Being relatively unknown and small player in the notebook market, Benq has craved a niche market for well designed, light full featured notebooks. My first notebook bought in 2005 was the Benq Joybook 7000. It was bought second hand in Sim Lim square for S$1,400. Back then, it is a good buy given its dedicated ATI Mobility Radeon 9700 graphics card with 64MB of RAM and 2.05kg weight (with 6 Cell battery).
It is a widescreen 14" notebook powered by the then new, less power hungry Pentium M 715 (1.5Ghz 2MB L2 Cache). It uses the Intel 855PM chipset and upgraded to a 60GB hard disk. The memory is also upgraded to 512MB. A DVD+RW is built-into the notebook. For connectivity, it has a 56k modem, Intel 2200 b/g wireless, 10/100 Ethernet LAN port and Infrared. Ports include 4 x USB2.0 ports, 1 x PCMCIA slot, 1 x IEEE1394 (FireWire) port, 1 x RJ-45, 1 x RJ-11, VGA output, S-Video and 3-in-1 card reader (supports SD,MMC, Memory Stick). The model came with Windows XP Home edition.

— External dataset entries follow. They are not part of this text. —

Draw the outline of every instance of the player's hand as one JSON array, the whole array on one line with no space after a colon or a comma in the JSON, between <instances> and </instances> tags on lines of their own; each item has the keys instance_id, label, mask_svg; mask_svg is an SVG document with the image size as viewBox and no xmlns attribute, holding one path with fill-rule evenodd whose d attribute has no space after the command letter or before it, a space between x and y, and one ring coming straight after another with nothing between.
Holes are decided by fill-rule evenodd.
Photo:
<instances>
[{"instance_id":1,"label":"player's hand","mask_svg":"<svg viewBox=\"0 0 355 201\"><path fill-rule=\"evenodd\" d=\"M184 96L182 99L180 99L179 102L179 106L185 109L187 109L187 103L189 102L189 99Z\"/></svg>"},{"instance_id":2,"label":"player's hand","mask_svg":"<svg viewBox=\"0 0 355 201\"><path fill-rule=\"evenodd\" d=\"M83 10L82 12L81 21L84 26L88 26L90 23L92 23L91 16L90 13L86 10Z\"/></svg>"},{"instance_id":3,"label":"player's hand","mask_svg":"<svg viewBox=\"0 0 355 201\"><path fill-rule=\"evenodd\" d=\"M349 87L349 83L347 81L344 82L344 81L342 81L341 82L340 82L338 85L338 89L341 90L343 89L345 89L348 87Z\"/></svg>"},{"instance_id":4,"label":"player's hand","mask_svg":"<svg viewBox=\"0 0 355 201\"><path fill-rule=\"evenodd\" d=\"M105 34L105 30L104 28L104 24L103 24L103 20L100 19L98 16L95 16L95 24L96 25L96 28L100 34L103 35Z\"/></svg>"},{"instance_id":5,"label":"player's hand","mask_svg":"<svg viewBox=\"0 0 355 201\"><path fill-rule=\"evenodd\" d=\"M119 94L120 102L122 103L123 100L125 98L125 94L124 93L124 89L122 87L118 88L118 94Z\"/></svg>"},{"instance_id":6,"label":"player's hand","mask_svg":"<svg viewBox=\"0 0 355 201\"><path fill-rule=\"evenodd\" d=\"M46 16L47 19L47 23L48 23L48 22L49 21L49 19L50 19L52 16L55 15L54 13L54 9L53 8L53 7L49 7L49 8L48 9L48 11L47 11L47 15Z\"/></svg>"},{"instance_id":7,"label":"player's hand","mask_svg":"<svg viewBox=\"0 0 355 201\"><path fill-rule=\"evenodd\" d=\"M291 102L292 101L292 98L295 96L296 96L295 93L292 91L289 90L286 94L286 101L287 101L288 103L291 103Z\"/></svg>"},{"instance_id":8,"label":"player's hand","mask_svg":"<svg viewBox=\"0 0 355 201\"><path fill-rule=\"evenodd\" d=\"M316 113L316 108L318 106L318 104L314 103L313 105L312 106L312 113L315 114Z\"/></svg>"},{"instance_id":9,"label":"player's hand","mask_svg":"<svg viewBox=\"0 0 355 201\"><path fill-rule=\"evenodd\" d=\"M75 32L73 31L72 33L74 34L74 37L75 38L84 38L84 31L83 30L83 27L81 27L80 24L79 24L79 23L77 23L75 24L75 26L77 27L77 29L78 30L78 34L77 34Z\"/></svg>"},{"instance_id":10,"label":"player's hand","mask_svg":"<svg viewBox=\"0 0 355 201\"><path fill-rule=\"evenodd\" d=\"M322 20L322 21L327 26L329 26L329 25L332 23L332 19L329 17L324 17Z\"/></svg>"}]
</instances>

The keyboard is full sized which makes typing pleasant but feels plastic. My notebook overheat at least for the second half of '05/ '06 until I changed to my current Dell notebook and bring the benq notebook to be repaired at its service center. Its service center is at Sembawang and the fastest way in is taxi. Public transport is lacking at the area. Despite its age, it is still capable of running normal office application and the occasional games like starcraft, warcraft III etc.
I have since passed it to my brother for his own usage and will always remembered as my first self-paid notebook and opens me to the world of portability.